Craig Venter has finally gone public with his latest venture, synthetic genomics, inc. Just as with the synthetic biology company Codon Devices, there’s not much specific information about what they plan to do, but the non-specific version of the story is that they want to make (!) a simple bacterium by subtracting circuitry from it, and then reprogram it to do useful things, like making hydrogen for your fuel-cell roadster.
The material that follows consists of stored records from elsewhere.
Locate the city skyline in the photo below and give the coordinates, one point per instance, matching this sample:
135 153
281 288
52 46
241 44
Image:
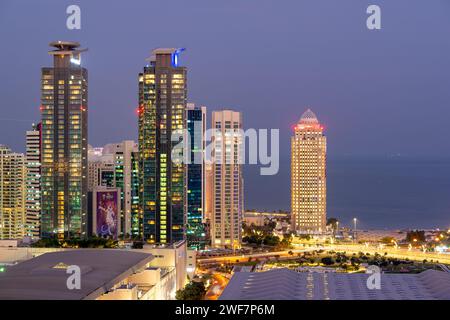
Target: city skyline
340 81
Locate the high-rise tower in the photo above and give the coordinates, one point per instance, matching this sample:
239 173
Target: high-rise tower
12 194
308 176
162 104
196 127
33 182
228 195
64 104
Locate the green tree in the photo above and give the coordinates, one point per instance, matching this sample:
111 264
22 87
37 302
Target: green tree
192 291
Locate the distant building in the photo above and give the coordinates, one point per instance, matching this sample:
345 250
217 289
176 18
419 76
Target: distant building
116 166
259 218
12 194
308 176
64 105
196 128
228 195
161 112
33 182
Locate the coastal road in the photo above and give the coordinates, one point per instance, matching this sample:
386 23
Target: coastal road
400 253
218 285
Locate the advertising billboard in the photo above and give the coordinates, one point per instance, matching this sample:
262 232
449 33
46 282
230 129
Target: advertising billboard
107 213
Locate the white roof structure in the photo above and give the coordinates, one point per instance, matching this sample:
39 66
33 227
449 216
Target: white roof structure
285 284
45 277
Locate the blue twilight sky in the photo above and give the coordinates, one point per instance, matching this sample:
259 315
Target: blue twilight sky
378 93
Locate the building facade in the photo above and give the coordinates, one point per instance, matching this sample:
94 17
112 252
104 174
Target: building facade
308 176
64 105
12 194
196 127
228 196
161 112
33 182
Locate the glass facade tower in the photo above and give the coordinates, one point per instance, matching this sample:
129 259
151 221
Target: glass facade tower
161 111
64 103
308 176
196 127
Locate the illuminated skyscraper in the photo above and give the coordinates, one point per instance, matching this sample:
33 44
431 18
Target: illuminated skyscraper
12 194
33 182
196 127
308 176
161 111
64 103
228 196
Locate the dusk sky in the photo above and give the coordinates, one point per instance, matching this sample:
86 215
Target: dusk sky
382 92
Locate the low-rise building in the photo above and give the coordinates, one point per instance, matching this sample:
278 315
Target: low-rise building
104 274
285 284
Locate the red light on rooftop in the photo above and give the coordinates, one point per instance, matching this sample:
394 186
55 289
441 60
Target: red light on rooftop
139 110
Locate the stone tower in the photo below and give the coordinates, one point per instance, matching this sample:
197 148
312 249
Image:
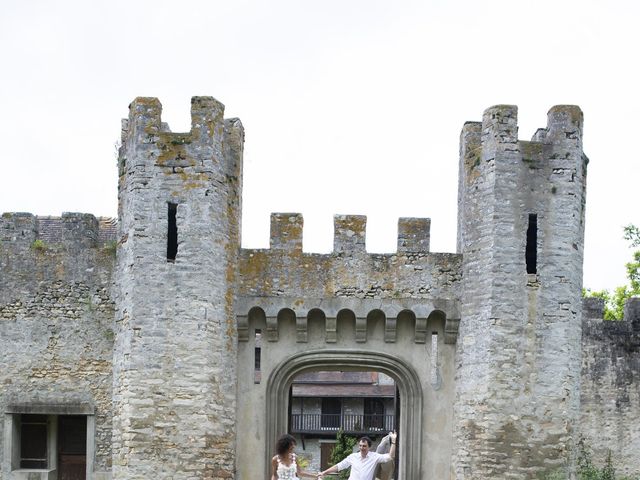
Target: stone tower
520 230
174 362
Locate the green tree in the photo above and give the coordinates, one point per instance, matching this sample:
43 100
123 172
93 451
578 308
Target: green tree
344 446
614 301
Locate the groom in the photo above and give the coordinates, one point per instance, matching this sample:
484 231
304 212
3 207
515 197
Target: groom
363 463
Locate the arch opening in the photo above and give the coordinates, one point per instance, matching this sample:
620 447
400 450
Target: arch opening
409 422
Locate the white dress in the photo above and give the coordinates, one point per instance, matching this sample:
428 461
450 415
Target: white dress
289 472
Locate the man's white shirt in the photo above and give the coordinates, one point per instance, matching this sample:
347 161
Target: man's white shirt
363 468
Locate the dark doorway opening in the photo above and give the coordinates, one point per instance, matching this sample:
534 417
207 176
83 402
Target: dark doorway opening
72 447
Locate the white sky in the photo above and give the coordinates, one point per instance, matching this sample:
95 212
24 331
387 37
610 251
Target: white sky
349 106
As wacky as it all sounds, I’m a believer. Humans currently use extraordinarily energy-intensive processes to build things, process that also generate greenhouse gases. A lot of what we melt, burn, and grind into useful products can be grown quietly at room temperature. For instance, the process for making computer chips begins with heating silicon up to 1600 degrees F so that a giant single crystal of silicon can be grown. A sea urchin, on the other hand, sitting in cold seawater and working with whatever materials float by, manufactures its sharp spines by growing single crystals of calcite. Calcite is not silicon, but still! As Laurie Gower, an expert on biomaterials at the University of Florida in Gainesville, says:
The real goal of biomimetic engineering is learning how to draw on nature’s ideas. If you could take any material and learn how to mould it or shape it in this way, you could gain far more control over its optical, electronic or mechanical properties.
Programmable biological material generation. It won’t happen tomorrow, but it’s already in the mail.